明恵上人は十三才の時に「もうこんなに年老いてしまった。今まで生きて来れたことが不思議だ。」とこんな事を考えた。明恵上人の両親は自我が芽生える8歳の頃に無くなっている。親の死が明恵少年の自立を早めたのかもしれない。

光陰矢のごとしという。常に変化してゆく物質の娑婆世界に住んでいる我々の人生はあっという間に終わってしまうだろう。死を目の前にして始めて人はして来なかった人生をやろうとするという。肉体が滅んで死に行く意識の中でそれをしようとしても、その時ではすでに遅いかもしれない。

早熟な明恵少年は体があるから煩い・苦しみがあるのだと考え、狼か山犬に食われて死のうと思い、ただ一人死骸捨て場へ行って死骸の間に横たわった。
夜になって沢山の山犬たちが来た。山犬たちは音をたてて死骸を食べるが、明恵上人の体は臭いを嗅ぎまわるばかりで食いついてくれない。そのうちにいつの間にか山犬達は立ち去ってしまった。助かった明恵上人はのちに「恐ろしさは限りなし」とその体験を述べている。

突然の親の死は子供に罪悪感を引き起こすといわれている。唐突にきずなを絶たれた明恵上人は両親の失った溝を埋めようと最善をつくしたのだ。

また、紀州に向かう途中、癩病人を見て通り過ぎるが、後で癩病には人肉が病に利くと聞き、ひそかに刃物を研いで自分の人肉を与えようと立ち寄ってみると癩病人はすでに死んでいたという。これらの出来事によって「死ぬべき業(カルマ)がない者はどんなことをしても死ねない。」ことが明恵上人にはわかったという。

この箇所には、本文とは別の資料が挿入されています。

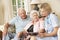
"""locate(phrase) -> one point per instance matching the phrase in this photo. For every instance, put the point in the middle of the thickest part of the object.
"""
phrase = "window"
(16, 4)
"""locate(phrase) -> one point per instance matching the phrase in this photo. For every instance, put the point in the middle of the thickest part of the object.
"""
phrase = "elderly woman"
(51, 23)
(38, 23)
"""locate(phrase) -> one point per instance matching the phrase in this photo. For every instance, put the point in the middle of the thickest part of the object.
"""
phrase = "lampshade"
(35, 2)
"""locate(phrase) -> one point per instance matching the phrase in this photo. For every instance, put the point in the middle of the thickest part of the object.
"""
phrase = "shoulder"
(53, 15)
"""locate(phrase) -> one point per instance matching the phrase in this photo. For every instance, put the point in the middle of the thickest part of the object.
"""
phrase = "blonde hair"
(46, 6)
(33, 12)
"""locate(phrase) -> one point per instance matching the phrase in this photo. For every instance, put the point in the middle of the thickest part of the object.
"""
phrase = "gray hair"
(32, 12)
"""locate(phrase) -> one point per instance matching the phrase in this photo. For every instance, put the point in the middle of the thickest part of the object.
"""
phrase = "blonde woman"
(51, 22)
(37, 22)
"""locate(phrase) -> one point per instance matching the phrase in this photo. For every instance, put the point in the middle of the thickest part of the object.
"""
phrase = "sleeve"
(27, 26)
(54, 20)
(12, 22)
(41, 22)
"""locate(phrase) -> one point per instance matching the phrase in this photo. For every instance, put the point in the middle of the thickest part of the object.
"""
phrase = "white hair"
(32, 12)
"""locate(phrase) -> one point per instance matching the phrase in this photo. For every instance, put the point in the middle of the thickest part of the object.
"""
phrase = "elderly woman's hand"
(42, 35)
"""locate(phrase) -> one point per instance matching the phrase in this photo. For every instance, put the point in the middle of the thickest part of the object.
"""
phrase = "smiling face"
(35, 16)
(44, 12)
(22, 13)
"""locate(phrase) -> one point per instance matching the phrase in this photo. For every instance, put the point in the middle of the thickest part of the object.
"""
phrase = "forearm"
(5, 29)
(54, 33)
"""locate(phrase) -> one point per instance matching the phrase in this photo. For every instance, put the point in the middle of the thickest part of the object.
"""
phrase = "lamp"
(35, 2)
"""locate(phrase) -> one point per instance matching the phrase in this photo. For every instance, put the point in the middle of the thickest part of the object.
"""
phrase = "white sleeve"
(27, 26)
(41, 22)
(54, 20)
(12, 22)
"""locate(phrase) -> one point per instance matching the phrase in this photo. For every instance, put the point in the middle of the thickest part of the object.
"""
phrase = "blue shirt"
(19, 23)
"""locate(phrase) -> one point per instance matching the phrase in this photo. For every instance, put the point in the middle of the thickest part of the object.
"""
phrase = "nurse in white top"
(51, 23)
(38, 23)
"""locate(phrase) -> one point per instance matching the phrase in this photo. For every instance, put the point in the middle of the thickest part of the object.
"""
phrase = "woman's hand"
(42, 35)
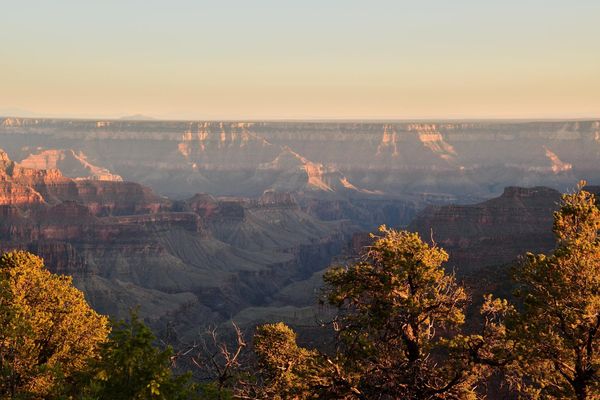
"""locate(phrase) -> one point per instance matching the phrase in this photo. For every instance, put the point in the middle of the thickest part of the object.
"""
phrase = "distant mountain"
(465, 161)
(17, 112)
(189, 263)
(137, 117)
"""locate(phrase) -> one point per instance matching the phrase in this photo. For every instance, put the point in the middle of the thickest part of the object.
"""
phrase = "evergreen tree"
(47, 330)
(131, 367)
(556, 332)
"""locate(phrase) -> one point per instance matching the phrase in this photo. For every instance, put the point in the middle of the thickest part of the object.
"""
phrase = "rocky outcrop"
(459, 159)
(493, 232)
(190, 262)
(71, 164)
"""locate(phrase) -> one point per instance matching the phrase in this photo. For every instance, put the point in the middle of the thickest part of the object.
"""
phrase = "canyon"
(204, 222)
(454, 161)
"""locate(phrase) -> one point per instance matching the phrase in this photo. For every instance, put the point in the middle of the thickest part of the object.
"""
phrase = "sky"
(301, 59)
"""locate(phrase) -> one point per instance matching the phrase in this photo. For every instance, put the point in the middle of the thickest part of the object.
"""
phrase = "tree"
(130, 367)
(47, 330)
(284, 369)
(400, 316)
(556, 330)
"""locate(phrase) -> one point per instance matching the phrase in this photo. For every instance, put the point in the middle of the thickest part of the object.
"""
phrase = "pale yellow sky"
(269, 60)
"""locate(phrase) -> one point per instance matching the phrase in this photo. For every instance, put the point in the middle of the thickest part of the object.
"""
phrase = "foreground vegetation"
(399, 332)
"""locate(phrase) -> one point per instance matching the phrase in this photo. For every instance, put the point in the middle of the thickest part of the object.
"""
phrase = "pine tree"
(47, 330)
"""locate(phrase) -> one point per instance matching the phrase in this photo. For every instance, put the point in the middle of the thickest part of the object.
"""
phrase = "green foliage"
(397, 332)
(287, 370)
(558, 328)
(47, 330)
(131, 367)
(400, 315)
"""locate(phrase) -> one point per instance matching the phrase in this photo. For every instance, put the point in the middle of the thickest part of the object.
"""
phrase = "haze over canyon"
(202, 222)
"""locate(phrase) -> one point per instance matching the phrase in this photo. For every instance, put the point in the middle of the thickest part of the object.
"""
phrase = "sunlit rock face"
(190, 262)
(493, 232)
(458, 159)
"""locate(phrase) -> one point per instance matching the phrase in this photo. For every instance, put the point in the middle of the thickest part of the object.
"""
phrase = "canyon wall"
(189, 262)
(462, 161)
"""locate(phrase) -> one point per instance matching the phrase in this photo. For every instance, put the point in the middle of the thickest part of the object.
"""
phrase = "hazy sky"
(253, 59)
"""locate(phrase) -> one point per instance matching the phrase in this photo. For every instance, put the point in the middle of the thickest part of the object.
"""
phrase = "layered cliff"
(493, 232)
(189, 262)
(461, 159)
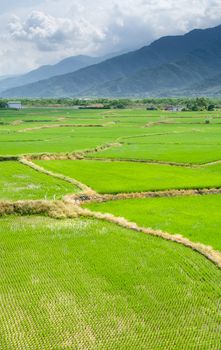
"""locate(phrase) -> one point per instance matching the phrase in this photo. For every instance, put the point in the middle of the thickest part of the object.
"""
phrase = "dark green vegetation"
(86, 284)
(83, 283)
(195, 217)
(187, 65)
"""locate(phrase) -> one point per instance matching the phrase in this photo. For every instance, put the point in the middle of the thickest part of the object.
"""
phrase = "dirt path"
(68, 209)
(99, 198)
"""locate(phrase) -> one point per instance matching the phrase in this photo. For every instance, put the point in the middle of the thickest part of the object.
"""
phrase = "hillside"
(70, 64)
(176, 63)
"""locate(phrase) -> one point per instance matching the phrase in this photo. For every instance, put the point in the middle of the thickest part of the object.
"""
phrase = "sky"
(33, 33)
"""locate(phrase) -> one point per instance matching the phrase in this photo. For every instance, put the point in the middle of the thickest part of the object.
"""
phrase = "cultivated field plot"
(195, 217)
(19, 182)
(93, 285)
(116, 177)
(171, 143)
(100, 263)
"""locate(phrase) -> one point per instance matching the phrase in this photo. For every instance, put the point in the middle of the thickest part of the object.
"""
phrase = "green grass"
(18, 182)
(86, 284)
(170, 143)
(196, 217)
(115, 177)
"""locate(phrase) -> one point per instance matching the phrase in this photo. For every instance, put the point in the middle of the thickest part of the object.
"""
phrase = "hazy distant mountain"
(70, 64)
(169, 66)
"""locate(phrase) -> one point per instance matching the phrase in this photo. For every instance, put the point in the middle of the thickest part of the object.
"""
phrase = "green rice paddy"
(87, 284)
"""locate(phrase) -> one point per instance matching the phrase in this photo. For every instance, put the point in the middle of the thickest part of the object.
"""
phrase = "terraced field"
(110, 229)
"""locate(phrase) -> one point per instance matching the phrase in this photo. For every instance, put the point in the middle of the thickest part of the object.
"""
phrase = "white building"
(14, 104)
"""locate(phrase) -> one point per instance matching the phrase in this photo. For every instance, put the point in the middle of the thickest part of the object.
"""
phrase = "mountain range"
(184, 65)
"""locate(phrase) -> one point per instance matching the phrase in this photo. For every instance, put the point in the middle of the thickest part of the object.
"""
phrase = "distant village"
(170, 105)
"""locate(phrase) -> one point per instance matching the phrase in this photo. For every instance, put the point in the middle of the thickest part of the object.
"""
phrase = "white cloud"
(50, 34)
(47, 31)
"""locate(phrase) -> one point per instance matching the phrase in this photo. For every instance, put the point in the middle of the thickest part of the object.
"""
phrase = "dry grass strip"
(70, 156)
(204, 250)
(8, 158)
(54, 209)
(86, 190)
(63, 210)
(83, 198)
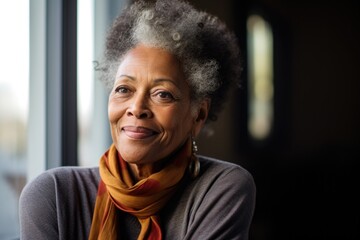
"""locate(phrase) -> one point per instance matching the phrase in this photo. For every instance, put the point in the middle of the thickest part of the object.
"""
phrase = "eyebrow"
(158, 80)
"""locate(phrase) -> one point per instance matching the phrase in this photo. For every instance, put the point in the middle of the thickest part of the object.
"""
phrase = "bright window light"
(260, 62)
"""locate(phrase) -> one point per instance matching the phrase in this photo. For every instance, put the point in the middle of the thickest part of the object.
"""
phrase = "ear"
(201, 116)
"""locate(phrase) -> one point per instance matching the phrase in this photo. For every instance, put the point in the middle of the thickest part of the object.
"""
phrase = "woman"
(168, 67)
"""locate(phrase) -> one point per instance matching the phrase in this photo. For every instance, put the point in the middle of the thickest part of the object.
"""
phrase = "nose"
(139, 108)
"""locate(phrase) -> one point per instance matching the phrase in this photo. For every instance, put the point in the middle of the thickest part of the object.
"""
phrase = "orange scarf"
(144, 199)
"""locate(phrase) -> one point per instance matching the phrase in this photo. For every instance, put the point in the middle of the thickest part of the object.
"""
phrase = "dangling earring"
(194, 166)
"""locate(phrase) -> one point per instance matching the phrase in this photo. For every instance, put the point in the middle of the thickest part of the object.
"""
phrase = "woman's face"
(150, 112)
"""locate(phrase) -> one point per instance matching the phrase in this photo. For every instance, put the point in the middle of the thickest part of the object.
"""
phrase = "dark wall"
(307, 173)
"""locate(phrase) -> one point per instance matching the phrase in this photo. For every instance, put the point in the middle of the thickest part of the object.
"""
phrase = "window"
(260, 62)
(14, 87)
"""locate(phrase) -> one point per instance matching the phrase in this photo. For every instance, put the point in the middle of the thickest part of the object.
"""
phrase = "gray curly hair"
(208, 51)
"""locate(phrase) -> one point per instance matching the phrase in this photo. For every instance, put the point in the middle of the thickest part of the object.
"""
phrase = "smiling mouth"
(138, 132)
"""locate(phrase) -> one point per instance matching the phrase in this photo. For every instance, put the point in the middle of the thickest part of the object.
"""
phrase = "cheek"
(115, 111)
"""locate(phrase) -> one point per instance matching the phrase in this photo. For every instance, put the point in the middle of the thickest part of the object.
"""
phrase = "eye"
(166, 95)
(122, 90)
(163, 96)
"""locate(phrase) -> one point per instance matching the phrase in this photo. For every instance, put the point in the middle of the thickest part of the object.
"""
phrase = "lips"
(138, 132)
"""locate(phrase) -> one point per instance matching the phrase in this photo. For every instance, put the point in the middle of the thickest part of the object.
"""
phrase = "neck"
(141, 171)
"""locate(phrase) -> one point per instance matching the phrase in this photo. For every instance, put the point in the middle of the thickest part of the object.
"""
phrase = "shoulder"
(59, 202)
(63, 177)
(219, 170)
(59, 181)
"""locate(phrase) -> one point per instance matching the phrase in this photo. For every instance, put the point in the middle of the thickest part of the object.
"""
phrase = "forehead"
(152, 61)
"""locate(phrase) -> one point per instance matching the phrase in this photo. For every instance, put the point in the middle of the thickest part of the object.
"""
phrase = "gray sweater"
(218, 204)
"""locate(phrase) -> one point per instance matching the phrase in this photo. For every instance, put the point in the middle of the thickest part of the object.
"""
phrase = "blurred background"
(293, 123)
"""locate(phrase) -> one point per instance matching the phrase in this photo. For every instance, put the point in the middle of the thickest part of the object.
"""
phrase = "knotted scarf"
(143, 199)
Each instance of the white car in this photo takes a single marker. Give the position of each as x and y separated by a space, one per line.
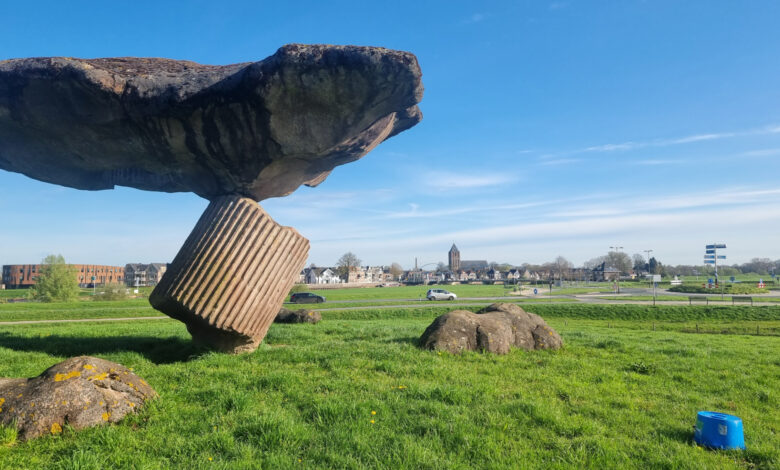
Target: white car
440 294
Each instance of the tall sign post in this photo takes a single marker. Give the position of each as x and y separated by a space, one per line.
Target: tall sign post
711 256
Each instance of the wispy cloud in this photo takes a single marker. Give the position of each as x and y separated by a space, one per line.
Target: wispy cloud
653 162
761 153
771 129
476 18
455 181
561 161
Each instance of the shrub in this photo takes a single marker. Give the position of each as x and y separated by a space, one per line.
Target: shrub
56 281
113 292
297 288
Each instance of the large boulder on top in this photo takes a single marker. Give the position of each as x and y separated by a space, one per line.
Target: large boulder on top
496 328
80 392
254 129
297 316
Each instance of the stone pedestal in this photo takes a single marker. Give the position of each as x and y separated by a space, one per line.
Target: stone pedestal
232 274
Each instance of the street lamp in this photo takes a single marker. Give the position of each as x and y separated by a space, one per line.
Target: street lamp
617 250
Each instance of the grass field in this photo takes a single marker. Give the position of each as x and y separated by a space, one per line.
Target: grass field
621 396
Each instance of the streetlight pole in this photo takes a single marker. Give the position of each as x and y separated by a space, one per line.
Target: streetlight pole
617 250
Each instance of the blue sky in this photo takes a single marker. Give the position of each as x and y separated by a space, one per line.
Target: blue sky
550 128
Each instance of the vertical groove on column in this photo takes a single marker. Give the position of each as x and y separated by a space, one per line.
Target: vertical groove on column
232 274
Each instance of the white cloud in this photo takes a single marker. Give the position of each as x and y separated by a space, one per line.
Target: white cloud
466 180
476 18
771 129
561 161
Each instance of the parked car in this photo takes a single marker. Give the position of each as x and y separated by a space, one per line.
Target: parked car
306 298
440 294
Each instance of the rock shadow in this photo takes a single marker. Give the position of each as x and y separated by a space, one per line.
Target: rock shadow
159 350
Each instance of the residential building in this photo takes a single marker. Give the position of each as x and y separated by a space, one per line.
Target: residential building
144 275
454 258
314 275
17 276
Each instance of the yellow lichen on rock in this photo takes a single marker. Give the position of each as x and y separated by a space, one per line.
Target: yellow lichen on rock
69 375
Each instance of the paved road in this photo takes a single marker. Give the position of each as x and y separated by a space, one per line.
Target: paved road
606 299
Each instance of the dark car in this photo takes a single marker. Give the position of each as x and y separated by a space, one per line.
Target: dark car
306 298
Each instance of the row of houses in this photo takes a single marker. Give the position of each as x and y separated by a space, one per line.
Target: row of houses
383 274
355 275
19 276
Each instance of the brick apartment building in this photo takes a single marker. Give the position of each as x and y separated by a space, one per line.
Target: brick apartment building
141 275
17 276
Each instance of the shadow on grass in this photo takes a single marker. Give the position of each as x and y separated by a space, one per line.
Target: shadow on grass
413 340
684 435
156 349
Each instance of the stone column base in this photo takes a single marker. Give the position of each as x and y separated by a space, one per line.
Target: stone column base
228 281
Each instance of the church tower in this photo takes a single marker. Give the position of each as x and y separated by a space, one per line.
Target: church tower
454 259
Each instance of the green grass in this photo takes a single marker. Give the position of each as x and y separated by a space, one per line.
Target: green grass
612 398
411 292
76 310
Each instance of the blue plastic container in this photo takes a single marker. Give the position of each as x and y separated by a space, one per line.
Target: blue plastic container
719 431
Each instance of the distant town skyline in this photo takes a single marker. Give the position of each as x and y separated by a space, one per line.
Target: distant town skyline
558 128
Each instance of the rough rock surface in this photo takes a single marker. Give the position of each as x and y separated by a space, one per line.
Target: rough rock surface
496 329
298 316
80 392
230 277
257 129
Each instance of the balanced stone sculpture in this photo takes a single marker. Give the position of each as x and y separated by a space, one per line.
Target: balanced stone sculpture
233 134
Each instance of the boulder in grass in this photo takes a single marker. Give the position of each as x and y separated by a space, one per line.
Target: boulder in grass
297 316
80 392
496 328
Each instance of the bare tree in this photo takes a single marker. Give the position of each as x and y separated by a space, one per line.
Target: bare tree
347 261
396 271
562 267
595 262
619 260
639 261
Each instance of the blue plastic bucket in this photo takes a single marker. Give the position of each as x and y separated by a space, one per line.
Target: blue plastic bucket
719 430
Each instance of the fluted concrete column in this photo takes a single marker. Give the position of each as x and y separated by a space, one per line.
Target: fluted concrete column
228 281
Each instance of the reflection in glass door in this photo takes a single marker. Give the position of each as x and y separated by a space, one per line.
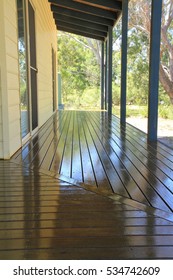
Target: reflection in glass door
24 96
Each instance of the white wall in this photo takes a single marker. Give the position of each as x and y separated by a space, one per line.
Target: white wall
10 139
46 37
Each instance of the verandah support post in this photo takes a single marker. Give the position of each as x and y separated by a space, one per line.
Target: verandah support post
156 15
102 76
110 71
124 61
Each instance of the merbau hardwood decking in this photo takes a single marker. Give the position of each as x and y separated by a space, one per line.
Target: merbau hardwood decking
97 153
44 218
85 188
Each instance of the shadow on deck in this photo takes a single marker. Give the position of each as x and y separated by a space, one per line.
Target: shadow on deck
86 188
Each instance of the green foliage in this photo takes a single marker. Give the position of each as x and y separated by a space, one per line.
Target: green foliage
79 68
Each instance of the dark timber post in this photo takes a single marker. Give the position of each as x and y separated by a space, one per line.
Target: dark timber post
124 61
110 71
106 74
156 15
102 76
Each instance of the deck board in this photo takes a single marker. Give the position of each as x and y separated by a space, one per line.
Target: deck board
119 206
96 151
44 218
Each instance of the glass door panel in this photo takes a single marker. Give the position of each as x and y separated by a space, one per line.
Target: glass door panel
24 97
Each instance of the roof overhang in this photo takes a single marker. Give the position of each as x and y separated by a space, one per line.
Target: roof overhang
89 18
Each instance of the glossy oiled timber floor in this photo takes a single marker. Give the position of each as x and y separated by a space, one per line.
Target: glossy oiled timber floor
42 217
93 151
85 188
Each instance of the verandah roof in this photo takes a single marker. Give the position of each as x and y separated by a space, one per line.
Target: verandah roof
89 18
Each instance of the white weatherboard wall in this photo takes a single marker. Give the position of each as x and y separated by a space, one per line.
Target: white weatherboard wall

十六歳で明恵上人は東大寺で具足戒(正式な僧侶の戒)を受けた。736年に華厳経が日本に伝来して以来東大寺には華厳経の根本道場があった。この頃の明恵青年は片っ端からお経を暗記して自室に戻り書き写したというから相当な頭脳の持ち主である。

 日本には名僧がキラ星のごとく存在するが明恵上人ほど興味深い僧はいない。明恵上人は僧位、僧官を受けず、一宗一派にこだわらず自己の修行をされた高潔な僧であった。

「明恵 夢を生きる」を著作した河合隼雄は湯川秀樹と梅原猛より明恵上人の研究をするよう強く進められ伝記を読んだ所、尊敬の念が高まるばかりだったと語っている。又夢記を読み感激した河合隼雄は「自分の師と仰ぐ人を見出すことができた。」と最大級の賛辞を明恵上人に送っている。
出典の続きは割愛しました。